The NetKit architecture is designed primarily to support statistical relational learning and inference on relational data. It represents relational data as a graph over which it does collective inference to make various predictions of attributes.
NetKit is also built to efficiently represent more complex relational data, such as multiple entities in directed and undirected graphs, multi-modal graphs, graphs with parallel edges, and hypergraphs. It provides a mechanism for quickly compute various graph statistics on large graphs. This facilitates the creation of analytic tools for complex data sets that can examine the relations between entities.
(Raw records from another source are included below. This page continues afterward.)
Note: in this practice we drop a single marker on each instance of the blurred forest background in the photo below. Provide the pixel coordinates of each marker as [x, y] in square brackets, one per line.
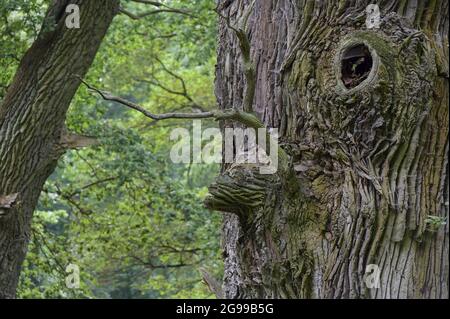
[122, 211]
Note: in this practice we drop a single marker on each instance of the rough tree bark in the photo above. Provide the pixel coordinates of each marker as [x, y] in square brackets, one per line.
[32, 133]
[369, 151]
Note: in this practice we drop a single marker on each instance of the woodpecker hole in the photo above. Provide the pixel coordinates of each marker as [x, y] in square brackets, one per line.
[356, 65]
The current distribution of NetKit includes implementations of a number of algorithms from graph theory, data mining, and social network analysis, such as statistical analysis, and calculation of network distances, flows, and importance measures (various centrality metrics).
As an open-source library, NetKit provides a powerful plug-and-play framework for applying (relational) machine learning algorithms to graph/network data. In addition, it provides a lightweight memory representation of graphs and relational data, making it easy to build network analysis and graph mining algorithms. The hope is that NetKit will make it easier for those who analyze and use machine learning algorithms with relational data to make use of one anothers' development efforts.
Announcements
- 2 July 2013: NetKit-SRL 1.4.0 released. This update adds more graph statistics to NetKit (alpha centrality and pagerank) and fixes some bugs in L2 and cosine distance computations.
- 8 May 2012: NetKit-SRL 1.3.0 released. This update enables NetKit to learn on multi-relational domains.
- 22 August 2010: NetKit-SRL 1.2.1p1 released. This fixes a problem with the 'EdgeTransform' functionality, where edgefiles were not read in.
- 5 August 2010: NetKit-SRL 1.2.1 released. This includes a fix to saving NetKit graphs and new capabilities for saving Pajek graphs (through the GraphStat module)
- 2 August 2010: NetKit-SRL 1.2.0 released. This includes updates read/write Pajek files, compute graph statistics, transform edges and save collective inference iterations to a Pajek project file to vizualize collective inference as an animation as well as final predictions
- 4 May 2010: NetKit-SRL 1.1.0 released. This includes updates to run active learning problems as described in the KDD-2009 paper.
- 21 April 2009: NetKit-SRL 1.0.4 released. This has a bug fix to correctly read some command-line parameters.
- 22 August 2008: NetKit-SRL 1.0.3 released. This has a critical bug fix in the aggregation code.
- 1 August 2008: NetKit-SRL 1.0.2 released